Dopo la morte si sta meglio che in vita, si è in pace. Non dobbiamo distruggerci la vita nel dolore e nel rimpianto per coloro che non vivono, dobbiamo goderci la vita che è il più grande dono di Dio per noi. La vita viene da Dio. Diceva mio padre che dobbiamo goderci la vita perchè è bella.

L’affetto che nutriamo verso i nostri cari deve portarci a pregare per loro. Sulla Terra la Chiesa militante può fare molto per la Chiesa purgante.

Una cosa molto importante è far dire la Messa per coloro che non ci sono più, la preghiera nella Messa ha un valore infinito perchè nella Messa si offre Dio stesso in sacrificio sull’altare, si tratta del sacrificio eucaristico.

A novembre vi è l’Ottavario dei morti, in suffragio delle anime dei defunti, si tratta di otto Messe, che si celebrano dal 2 novembre al 9 novembre.

A casa possiamo recitare la Corona dei 100 Requiem.

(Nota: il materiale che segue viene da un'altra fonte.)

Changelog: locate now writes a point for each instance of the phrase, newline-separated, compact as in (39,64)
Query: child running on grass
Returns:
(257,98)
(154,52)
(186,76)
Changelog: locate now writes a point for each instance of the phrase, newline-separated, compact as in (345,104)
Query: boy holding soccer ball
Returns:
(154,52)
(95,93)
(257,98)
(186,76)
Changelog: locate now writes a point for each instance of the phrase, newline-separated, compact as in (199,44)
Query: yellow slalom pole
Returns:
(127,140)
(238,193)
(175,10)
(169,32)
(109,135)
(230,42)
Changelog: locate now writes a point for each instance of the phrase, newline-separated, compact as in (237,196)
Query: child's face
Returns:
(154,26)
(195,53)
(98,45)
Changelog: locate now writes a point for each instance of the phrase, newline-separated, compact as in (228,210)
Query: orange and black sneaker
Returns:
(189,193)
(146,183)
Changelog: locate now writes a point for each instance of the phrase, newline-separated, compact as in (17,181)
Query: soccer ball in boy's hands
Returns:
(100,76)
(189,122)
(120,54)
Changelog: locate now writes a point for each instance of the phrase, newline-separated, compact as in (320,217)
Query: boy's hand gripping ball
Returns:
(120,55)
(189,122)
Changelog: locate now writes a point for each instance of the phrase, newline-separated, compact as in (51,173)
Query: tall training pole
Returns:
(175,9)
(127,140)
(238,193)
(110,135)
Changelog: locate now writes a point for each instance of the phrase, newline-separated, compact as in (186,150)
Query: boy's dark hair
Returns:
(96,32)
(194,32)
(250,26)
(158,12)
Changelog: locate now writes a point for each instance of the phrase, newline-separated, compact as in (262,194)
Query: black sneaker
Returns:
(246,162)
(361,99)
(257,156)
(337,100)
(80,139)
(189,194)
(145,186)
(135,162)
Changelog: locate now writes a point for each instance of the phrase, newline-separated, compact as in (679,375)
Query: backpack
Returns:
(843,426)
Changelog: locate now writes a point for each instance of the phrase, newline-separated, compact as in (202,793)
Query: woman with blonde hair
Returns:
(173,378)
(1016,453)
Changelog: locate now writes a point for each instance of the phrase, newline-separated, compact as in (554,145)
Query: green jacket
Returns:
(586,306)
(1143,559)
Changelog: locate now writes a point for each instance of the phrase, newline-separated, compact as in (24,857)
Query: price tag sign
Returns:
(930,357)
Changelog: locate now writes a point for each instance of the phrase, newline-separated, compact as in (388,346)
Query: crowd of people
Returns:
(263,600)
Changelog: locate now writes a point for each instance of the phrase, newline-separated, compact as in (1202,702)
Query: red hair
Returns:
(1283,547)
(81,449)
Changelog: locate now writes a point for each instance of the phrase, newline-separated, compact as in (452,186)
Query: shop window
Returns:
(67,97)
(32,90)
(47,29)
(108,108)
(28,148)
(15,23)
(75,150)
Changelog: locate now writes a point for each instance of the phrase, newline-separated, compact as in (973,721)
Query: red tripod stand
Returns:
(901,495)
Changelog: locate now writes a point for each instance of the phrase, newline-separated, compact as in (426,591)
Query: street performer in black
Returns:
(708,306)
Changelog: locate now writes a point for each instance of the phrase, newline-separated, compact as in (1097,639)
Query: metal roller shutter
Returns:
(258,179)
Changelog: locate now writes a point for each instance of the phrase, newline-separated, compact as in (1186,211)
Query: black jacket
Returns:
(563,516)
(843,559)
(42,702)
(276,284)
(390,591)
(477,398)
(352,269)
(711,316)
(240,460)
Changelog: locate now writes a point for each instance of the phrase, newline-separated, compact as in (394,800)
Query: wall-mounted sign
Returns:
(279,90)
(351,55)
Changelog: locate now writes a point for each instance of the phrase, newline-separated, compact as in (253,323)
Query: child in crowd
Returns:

E’ possibile lucrare l’indulgenza plenaria per le anime dei nostri cari. Essa ottiene la remissione della pena temporale dovuta per i peccati. Ogni colpa, anche dopo il perdono, lascia come un debito da riparare per il male commesso. La Chiesa traendo dal suo tesoro “spirituale”, costituito dalle preghiere dei Santi e dalle opere buone compiute da tutti i fedeli, quanto è da offrire a Dio perché Egli “condoni” alle anime dei defunti quella pena che altrimenti essi dovrebbero trascorrere nel Purgatorio.

L’indulgenza più nota è legata alla commemorazione di tutti i defunti, il 2 novembre, mediante: visite alle tombe, celebrazione Eucaristica al cimitero, visita a una Chiesa.

Si può lucrare l’indulgenza plenaria a partire dal mezzogiorno del 1° novembre a tutto il 2 novembre.

Si può lucrare una sola volta ed è applicabile solo ai defunti. Visitando una Chiesa, (si reciti almeno un Padre nostro e il Credo).

A questa si aggiungono le tre solite condizioni Confessione, Comunione, preghiera secondo le intenzioni del Papa (Pater, ave, gloria).

Queste tre condizioni possono essere adempiute anche nei giorni precedenti o seguenti il 2 novembre. Nei giorni dall’1 all’8 novembre chi visita il cimitero e prega per i defunti può lucrare una volta al giorno l’indulgenza plenaria, applicabile ai defunti, alle condizioni di cui sopra.

Non dimentichiamoci di loro. Offriamo a Dio le nostre preghiere per coloro che aspettano di raggiungerLo.

Buon novembre a tutti!

2 commenti Aggiungi il tuo

  1. Malisony ha detto:

    Sono bellissime parole, toccanti, che aprono gli occhi. La cosa che dici è saggia. Molto spesso ci si ricorda di andare al cimitero e pregare i morti solo nella loro ricorrenza annuale. Ma secondo me si dovrebbe sempre avere la costanza, salvo impedimenti, almeno di pregare e far dire la messa per i defunti in qualsiasi momento dell’anno.